Note, again, I stress this is the very simplified model, and it's filtered through my inexpert, non-practitioner understanding of things. (I'm open to correction by those with actual expertise in the field, obviously!) As such it doesn't address the huge forest of orientations (which I alluded to in the footnote below), it doesn't address intersex issues, and it doesn't address gender issues like the "non-binary". And indeed I don't, to cite Orwell again, "bellyfeel" gender dysphoria, enbies, aces, etc. … but in the end it doesn't fucking matter. There is literally zero impact on me if someone wants to call themselves "non-binary" or "trans" or "ace" or whatever. So even if I don't "get" it, what I do "get" is that these people are profoundly unhappy in the circumstances they find themselves in and if transitioning helps them, all the fucking power in the world to them!

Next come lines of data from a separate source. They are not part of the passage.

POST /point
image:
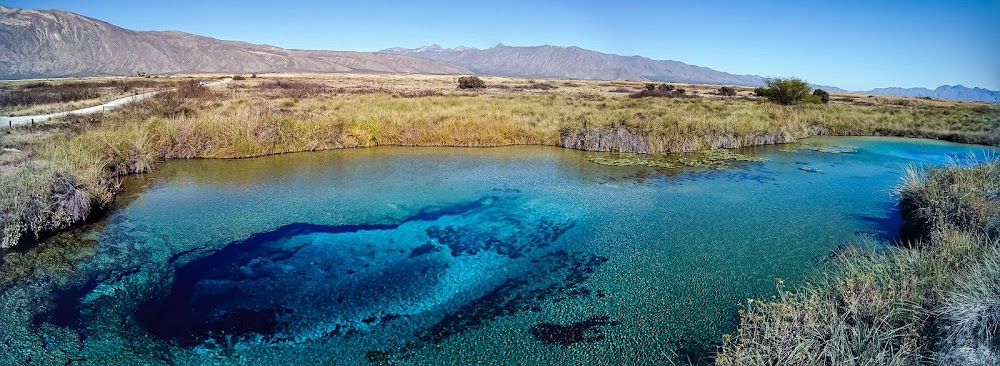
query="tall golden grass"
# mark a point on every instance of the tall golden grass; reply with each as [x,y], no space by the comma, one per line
[933,301]
[273,118]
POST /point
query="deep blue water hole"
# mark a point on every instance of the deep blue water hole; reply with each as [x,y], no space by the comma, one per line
[445,256]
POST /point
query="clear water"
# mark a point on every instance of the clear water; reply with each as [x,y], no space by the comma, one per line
[501,256]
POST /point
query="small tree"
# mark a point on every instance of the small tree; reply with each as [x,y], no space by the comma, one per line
[727,91]
[784,91]
[471,82]
[823,95]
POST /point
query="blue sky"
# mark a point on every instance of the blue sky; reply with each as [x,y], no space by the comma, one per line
[851,44]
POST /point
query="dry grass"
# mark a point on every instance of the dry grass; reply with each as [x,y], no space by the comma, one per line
[935,301]
[287,113]
[38,97]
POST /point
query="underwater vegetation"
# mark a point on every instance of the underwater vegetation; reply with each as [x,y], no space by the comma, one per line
[933,299]
[829,149]
[711,159]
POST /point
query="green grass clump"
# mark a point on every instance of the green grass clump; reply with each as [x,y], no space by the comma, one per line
[279,117]
[937,300]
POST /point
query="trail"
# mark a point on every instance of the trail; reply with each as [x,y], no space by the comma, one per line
[19,120]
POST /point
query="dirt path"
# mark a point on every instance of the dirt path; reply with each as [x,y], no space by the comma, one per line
[13,121]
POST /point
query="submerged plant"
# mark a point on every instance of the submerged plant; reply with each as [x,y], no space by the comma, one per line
[829,149]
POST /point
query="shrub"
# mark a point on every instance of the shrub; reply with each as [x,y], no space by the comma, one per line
[784,91]
[470,82]
[727,91]
[823,95]
[679,93]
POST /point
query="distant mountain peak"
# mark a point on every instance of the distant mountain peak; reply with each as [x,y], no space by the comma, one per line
[576,63]
[956,92]
[52,43]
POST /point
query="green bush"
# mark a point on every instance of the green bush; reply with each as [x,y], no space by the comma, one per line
[471,82]
[727,91]
[823,95]
[784,91]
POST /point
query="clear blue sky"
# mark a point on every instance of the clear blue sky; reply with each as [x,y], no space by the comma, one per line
[851,44]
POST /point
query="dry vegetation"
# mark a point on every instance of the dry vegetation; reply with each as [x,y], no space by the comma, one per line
[872,306]
[45,96]
[934,300]
[271,114]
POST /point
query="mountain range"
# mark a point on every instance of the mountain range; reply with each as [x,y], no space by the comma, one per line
[956,92]
[47,43]
[53,43]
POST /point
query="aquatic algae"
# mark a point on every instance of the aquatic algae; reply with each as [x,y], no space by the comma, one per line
[630,159]
[567,335]
[828,149]
[712,158]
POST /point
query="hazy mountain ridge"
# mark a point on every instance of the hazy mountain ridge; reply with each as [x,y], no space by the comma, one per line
[577,63]
[956,92]
[37,43]
[50,43]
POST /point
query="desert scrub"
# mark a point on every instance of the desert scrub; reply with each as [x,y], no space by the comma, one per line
[935,300]
[963,196]
[38,197]
[273,117]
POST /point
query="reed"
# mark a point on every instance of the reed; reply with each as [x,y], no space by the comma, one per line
[254,118]
[934,300]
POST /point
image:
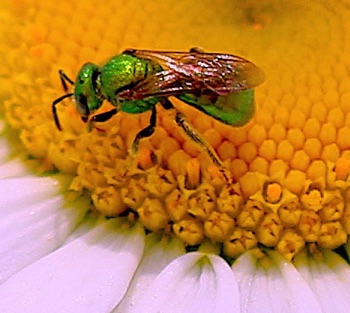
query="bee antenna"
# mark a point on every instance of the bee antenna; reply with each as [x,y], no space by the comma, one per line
[64,79]
[54,110]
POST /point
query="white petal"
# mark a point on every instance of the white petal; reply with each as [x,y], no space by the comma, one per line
[35,218]
[328,278]
[89,274]
[277,288]
[195,282]
[13,168]
[158,254]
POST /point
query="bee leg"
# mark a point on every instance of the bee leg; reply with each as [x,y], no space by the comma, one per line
[144,133]
[99,118]
[181,121]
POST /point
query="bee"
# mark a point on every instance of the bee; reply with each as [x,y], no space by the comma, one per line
[135,81]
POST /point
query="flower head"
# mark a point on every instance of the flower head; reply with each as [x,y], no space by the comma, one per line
[284,182]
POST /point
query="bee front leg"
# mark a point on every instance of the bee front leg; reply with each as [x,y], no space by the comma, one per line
[144,133]
[190,132]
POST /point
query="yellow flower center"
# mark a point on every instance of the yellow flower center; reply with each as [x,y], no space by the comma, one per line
[286,181]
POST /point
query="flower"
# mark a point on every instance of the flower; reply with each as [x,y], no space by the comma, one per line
[168,231]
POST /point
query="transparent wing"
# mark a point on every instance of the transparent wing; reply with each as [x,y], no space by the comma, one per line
[195,72]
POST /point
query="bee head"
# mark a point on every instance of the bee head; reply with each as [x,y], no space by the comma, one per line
[86,92]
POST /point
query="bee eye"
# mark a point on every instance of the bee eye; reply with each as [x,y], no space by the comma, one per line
[82,105]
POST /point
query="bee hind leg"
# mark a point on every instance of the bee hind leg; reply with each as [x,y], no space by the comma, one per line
[99,118]
[144,133]
[190,132]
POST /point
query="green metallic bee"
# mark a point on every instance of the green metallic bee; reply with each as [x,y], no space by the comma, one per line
[220,85]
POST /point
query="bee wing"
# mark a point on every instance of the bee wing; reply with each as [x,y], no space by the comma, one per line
[201,72]
[162,84]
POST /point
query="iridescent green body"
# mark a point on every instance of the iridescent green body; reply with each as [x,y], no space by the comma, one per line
[220,85]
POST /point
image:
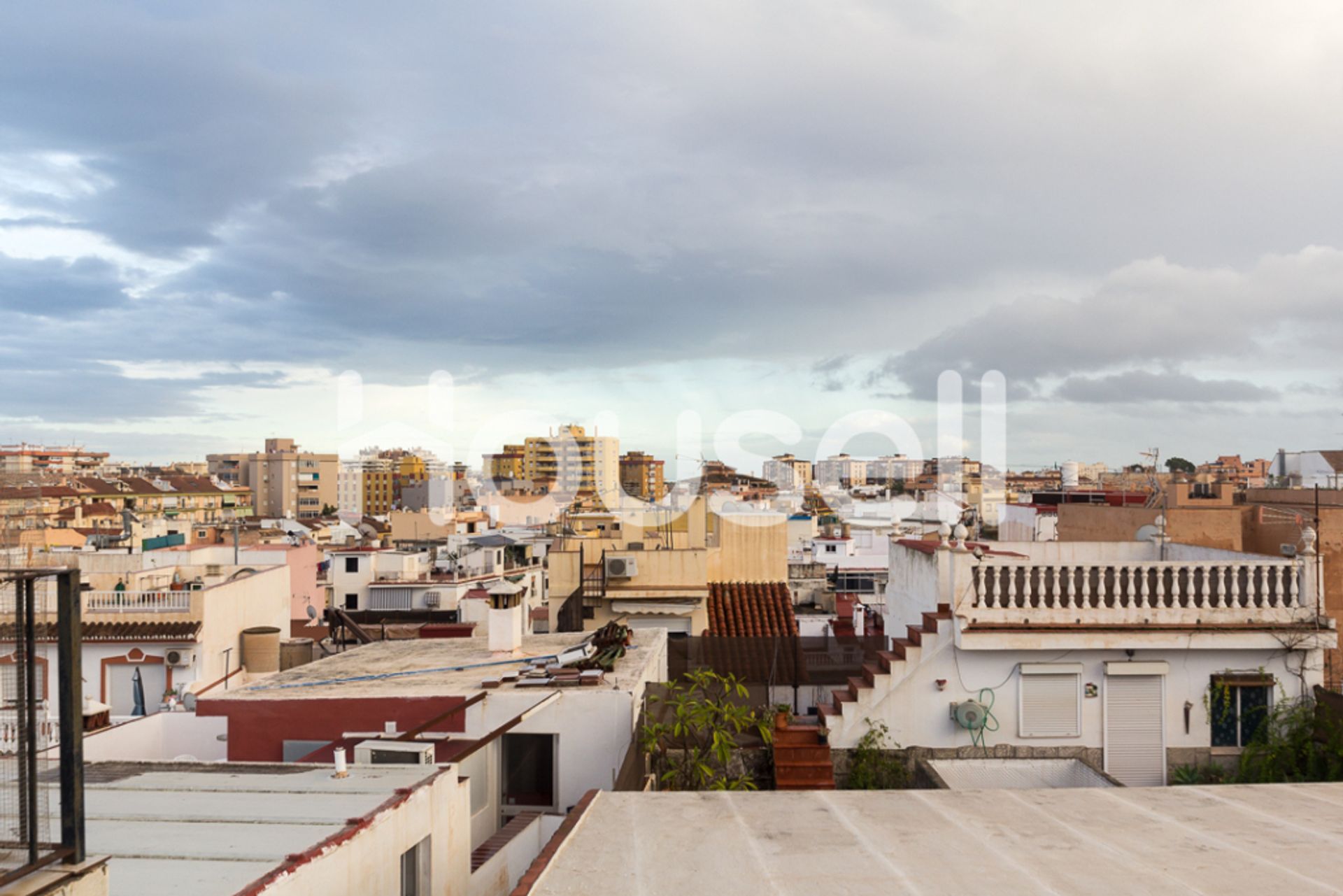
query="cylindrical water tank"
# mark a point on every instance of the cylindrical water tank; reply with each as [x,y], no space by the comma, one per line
[1072,474]
[261,649]
[296,652]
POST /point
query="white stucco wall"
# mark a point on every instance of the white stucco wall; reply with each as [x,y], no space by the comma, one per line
[369,860]
[919,713]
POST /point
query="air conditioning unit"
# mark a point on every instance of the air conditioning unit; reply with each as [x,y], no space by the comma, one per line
[621,567]
[394,753]
[180,659]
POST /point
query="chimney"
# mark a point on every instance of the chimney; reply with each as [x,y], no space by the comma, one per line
[505,617]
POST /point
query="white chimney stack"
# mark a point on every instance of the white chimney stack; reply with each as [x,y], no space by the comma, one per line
[505,617]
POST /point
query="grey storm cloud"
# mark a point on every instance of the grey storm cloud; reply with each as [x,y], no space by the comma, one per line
[1146,387]
[51,287]
[544,185]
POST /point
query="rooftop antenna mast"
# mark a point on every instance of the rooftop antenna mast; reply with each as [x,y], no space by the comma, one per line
[1154,456]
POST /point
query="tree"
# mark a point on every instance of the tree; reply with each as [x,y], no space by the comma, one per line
[693,748]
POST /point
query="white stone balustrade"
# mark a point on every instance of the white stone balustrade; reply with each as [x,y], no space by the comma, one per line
[1147,591]
[99,602]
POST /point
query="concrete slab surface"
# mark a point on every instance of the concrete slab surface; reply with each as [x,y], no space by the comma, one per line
[214,830]
[1221,840]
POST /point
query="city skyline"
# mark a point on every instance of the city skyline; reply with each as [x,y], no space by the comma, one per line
[207,215]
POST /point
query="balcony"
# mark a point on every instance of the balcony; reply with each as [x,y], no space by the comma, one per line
[1154,592]
[101,602]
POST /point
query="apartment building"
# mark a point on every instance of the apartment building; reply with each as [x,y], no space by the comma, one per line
[1230,468]
[841,472]
[1138,656]
[642,477]
[35,460]
[386,476]
[506,465]
[574,462]
[658,569]
[893,468]
[286,483]
[789,472]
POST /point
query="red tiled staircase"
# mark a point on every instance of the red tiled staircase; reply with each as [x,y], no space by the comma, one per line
[508,832]
[886,659]
[802,760]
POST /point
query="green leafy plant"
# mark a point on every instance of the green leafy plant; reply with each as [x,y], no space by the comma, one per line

¹ Why "most of us"? Because there are cultures out there that have more nuanced models than the strict binary. Look up terms like "hijra" for the Indian sub-continent, the role of eunuchs, M→F gender-swapping actors, and F→M cross-dressing characters in heroic lore in ancient China, the กะเทย/kathoey of Thailand, the whole allure of "fox spirits" all over the east Asian sphere, the "two-spirit" peoples of North American natives, etc.

² For instance that part of my brain flipped me to a "2" on the old-timey Kinsey scale (nominally heterosexual), though on more modern classifications that the kiddies would use I'd be a het-leaning pansexual.